Installing (updating) the following libraries for your Sagemaker
instance.

In [None]:
!pip install .. # installing d2l


# Transposed Convolution
:label:`sec_transposed_conv`

The layers we introduced so far for convolutional neural networks, including
convolutional layers (:numref:`sec_conv_layer`) and pooling layers (:numref:`sec_pooling`), often reduce the input width and height, or keep them unchanged.
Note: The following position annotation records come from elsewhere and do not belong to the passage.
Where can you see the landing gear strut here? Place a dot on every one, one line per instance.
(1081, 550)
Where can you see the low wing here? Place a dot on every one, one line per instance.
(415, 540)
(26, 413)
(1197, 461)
Applications such as semantic segmentation (:numref:`sec_semantic_segmentation`) and generative adversarial networks (:numref:`sec_dcgan`), however, require to predict values for each pixel and therefore needs to increase input width and height. Transposed convolution, also named fractionally-strided convolution :cite:`Dumoulin.Visin.2016` or deconvolution :cite:`Long.Shelhamer.Darrell.2015`, serves this purpose.


In [1]:
import torch
from torch import nn
from d2l import torch as d2l

## Basic 2D Transposed Convolution

Let us consider a basic case that both input and output channels are 1, with 0 padding and 1 stride. :numref:`fig_trans_conv` illustrates how transposed convolution with a $2\times 2$ kernel is computed on the $2\times 2$ input matrix.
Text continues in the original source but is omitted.